39Les réseaux d’acteurs mentionnés par nos interlocuteurs ne sont plus les mêmes. En effet, les répondants de la nouvelle équipe évoquent comme leviers dans cette phase les bonnes relations institutionnelles qu’ils entretiennent en interne (notamment avec les services techniques) et en externes (avec les autres cantons). Or ces relations sont canalisées par des réseaux relativement formels. C’est le cas pour les liens entre l’équipe de projet et le service informatique, auparavant perçus comme litigieux et qui se sont normalisés après une « re-répartition formelle des tâches ». C’est aussi le cas des réseaux externes, notamment le réseau « des cantons » autour du VE en Suisse. Ce réseau, fondé par la confédération, permet au projet selon certains répondants, de trouver des ancrages dans d’autres cantons.

40Selon nos interlocuteurs, la phase de diffusion s’appuie sur des réseaux plus institutionnels, gravitant moins autour des réseaux personnels des membres de l’équipe de projet. La lecture proposée par la nouvelle équipe serait la suivante : les réseaux d’acteurs se formalisent et, conséquence souhaitée ou non, le projet s’affranchit des blocages liés aux tensions interindividuelles.

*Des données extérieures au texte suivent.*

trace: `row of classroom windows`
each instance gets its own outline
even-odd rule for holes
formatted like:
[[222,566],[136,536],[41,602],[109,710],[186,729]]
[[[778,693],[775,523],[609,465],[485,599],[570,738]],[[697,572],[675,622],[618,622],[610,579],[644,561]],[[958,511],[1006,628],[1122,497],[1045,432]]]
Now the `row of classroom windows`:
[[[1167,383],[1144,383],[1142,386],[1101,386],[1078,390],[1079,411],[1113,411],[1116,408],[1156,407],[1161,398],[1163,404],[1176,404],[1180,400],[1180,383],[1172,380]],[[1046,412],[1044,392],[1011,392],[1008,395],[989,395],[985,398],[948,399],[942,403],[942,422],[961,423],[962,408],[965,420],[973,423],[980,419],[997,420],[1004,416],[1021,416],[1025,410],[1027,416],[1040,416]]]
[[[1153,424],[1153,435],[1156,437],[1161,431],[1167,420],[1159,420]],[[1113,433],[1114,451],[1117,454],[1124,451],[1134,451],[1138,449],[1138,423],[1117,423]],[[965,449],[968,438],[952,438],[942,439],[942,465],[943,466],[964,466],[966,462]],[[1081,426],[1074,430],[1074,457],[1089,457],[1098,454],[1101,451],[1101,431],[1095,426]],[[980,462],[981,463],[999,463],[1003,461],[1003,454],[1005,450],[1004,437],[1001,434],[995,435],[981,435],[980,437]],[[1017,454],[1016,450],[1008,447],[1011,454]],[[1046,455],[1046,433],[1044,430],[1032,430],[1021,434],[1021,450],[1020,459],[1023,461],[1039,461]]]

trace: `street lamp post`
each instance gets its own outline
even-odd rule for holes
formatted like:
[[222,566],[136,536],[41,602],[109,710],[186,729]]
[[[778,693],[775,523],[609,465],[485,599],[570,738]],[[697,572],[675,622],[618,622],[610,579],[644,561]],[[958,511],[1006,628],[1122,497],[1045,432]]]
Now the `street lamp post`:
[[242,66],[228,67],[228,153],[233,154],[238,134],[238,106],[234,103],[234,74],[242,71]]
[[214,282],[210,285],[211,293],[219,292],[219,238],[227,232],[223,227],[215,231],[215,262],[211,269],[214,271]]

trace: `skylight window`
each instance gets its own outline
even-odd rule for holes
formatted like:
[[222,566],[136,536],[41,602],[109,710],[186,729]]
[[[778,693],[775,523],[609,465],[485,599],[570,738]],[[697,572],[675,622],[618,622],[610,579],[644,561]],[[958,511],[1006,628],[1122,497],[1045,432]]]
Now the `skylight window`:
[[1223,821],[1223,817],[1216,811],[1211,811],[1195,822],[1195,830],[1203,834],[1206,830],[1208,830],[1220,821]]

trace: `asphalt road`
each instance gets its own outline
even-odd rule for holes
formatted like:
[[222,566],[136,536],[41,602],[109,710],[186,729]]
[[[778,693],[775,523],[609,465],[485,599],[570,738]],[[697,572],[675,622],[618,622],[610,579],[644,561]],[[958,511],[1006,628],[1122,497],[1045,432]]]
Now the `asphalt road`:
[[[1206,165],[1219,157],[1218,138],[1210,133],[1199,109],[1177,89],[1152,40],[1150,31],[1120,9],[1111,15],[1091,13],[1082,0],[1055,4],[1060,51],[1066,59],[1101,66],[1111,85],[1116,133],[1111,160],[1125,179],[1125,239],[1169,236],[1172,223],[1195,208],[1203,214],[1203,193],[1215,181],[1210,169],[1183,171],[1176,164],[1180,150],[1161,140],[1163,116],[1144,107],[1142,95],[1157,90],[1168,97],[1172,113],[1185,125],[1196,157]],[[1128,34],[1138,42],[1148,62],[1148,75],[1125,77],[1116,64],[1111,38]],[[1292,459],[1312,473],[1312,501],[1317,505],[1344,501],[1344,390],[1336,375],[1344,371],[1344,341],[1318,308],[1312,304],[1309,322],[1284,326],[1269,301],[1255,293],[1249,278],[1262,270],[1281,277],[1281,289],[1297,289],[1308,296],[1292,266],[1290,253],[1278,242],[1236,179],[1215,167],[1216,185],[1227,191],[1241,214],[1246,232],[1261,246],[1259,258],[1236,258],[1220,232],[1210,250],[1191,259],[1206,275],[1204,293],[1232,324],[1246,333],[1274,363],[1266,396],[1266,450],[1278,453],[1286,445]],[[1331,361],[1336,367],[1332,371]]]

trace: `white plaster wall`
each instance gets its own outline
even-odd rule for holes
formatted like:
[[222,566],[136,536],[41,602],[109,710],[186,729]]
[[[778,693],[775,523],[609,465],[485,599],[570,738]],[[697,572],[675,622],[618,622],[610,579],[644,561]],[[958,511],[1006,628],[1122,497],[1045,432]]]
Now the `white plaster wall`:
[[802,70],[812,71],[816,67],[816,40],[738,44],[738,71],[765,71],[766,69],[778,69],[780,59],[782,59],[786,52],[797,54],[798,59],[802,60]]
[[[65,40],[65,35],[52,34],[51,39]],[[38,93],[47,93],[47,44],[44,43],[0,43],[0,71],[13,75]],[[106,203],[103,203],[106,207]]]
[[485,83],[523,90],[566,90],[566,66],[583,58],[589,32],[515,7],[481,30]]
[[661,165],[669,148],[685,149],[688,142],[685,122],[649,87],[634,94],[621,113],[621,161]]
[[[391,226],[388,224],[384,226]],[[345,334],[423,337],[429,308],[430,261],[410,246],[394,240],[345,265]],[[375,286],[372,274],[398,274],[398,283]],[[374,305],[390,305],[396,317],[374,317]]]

41Figure 1 – Résumé des trois réseaux mis au jour lors de ces entretiens

4. Éléments de discussion

42Revenons sur nos résultats en mobilisant les apports de la littérature soulevés plus haut. Nous décrirons ici les caractéristiques des réseaux relevés : l’ouverture, la qualité des liens, la centralité des acteurs ainsi que leur composition. Ensuite, nous montrerons comment notre exemple fait ressortir l’idée selon laquelle les réseaux peuvent jouer un rôle différent en fonction des phases de l’innovation. Enfin nous ferons un bref retour la notion de complexité de l’innovation publique à la lumière de nos résultats.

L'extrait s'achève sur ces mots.